# Session 1 Exercises

## Part 1: Spike Counts

Imagine you've just finished recording from a V1 neuron. Across 60 experimental trials, you presented either a vertical or horizontal Gabor patch (30 each) and recorded the corresponding number of spikes (counts below). Now you want to ask some questions of your data.

In [None]:
## Spike counts: vertical Gabor patch.
spikes_v = [39, 36, 38, 32, 28, 33, 28, 29, 30, 31, 22, 37, 26, 22, 37, 
            34, 26, 30, 32, 34, 30, 26, 30, 26, 32, 30, 28, 21, 35, 41]

## Spike counts: horizontal Gabor patch.
spikes_h = [28, 19, 15, 19, 25, 27, 19, 19, 28, 18, 19, 24, 14, 24, 16, 
            11, 24, 16, 21, 22, 18, 24, 24, 20, 15, 26, 20, 17, 21, 26]

#### Exercise 1: Indexing

a) Return the spike count corresponding to the 17th presentation of the vertical stimulus.

b) Return the spike count corresponding to the fifth-from-last presentation of the horizontal stimulus.

c) Return the spike counts from every fourth presentation of the horizontal stimulus. 

d) Return spike count corresponding to the 3rd, 8th, and 10th-from-last presentaiton of the vertical stimulus. (Hint: use list comprehensions.)

e) Return the 2nd largest recorded spike count in response to the vertical stimulus. (Hint: use the `sort` function.)

#### Exercise 2: Built-in Functions

a) Compute and store in separate variables the max spike count from each stimulus condition.

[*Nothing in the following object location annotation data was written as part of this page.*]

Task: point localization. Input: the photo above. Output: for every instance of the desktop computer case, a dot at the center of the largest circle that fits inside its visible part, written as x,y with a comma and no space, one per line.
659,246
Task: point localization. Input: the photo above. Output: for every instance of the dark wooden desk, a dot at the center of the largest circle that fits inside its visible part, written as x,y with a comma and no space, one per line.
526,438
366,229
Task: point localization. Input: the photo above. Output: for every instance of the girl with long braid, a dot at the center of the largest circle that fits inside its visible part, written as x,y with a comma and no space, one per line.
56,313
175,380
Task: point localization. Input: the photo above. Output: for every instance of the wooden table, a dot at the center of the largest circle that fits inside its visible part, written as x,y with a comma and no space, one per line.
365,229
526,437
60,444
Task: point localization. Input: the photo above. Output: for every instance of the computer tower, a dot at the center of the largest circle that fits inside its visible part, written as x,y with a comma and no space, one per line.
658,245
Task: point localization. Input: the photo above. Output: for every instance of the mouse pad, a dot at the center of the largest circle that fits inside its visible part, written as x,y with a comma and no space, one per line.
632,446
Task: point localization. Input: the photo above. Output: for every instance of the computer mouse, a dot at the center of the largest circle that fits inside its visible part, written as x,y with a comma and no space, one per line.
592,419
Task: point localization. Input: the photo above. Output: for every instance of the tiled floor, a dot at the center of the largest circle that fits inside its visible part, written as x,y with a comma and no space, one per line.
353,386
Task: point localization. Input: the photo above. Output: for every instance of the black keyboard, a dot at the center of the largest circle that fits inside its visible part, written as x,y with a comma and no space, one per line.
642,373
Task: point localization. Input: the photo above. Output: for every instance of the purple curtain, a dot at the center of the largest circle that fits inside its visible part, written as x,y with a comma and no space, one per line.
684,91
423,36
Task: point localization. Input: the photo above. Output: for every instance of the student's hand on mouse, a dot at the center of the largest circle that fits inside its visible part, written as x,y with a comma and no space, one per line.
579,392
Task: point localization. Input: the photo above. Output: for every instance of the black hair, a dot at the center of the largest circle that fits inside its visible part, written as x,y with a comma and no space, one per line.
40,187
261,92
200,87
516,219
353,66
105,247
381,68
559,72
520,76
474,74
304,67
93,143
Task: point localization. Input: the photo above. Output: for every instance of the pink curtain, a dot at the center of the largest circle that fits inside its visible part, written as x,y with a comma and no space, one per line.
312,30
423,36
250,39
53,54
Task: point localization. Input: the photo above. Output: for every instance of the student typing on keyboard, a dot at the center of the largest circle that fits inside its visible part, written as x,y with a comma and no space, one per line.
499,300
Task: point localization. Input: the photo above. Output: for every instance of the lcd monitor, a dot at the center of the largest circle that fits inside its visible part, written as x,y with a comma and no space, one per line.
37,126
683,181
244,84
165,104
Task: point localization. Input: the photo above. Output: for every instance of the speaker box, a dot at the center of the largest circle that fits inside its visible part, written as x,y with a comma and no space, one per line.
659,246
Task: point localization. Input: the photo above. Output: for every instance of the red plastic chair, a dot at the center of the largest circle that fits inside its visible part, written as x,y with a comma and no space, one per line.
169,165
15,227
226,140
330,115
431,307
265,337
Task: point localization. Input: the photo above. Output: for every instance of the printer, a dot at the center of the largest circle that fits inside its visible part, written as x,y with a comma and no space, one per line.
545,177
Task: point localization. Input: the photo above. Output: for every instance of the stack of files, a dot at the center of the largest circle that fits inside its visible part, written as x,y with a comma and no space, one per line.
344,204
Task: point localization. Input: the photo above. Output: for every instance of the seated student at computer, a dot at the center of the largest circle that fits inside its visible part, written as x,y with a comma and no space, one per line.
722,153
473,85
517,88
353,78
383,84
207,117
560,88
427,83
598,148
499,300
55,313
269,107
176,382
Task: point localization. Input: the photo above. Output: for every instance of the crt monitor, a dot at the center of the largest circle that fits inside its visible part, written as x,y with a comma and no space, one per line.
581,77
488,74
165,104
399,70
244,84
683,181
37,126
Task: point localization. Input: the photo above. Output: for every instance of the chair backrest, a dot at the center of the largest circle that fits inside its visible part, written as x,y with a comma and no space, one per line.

Then, using an `if/else` statement, write some code which prints out which condition had the larger max count.

b) Compute and store in separate variables the total spike counts from each stimulus condition. Then, using an `if/else` statement, write some code which prints out which condition had the smaller total count.

#### Exercise 3: Basic Scripting
a) Create a new copy of each list that now contains spikes counts greater than or equal to 25. How many counts are now in each list?

b) Using a for loop, create new list containing only the intersection of the two lists (i.e. containing only spike counts present in both lists.

c) Do the same as above, now only using list comprehensions.

#### Exercise 4: Custom Functions
a) Copy the **mean** function from today's lecture. Which condition shows the greater number of spikes on average?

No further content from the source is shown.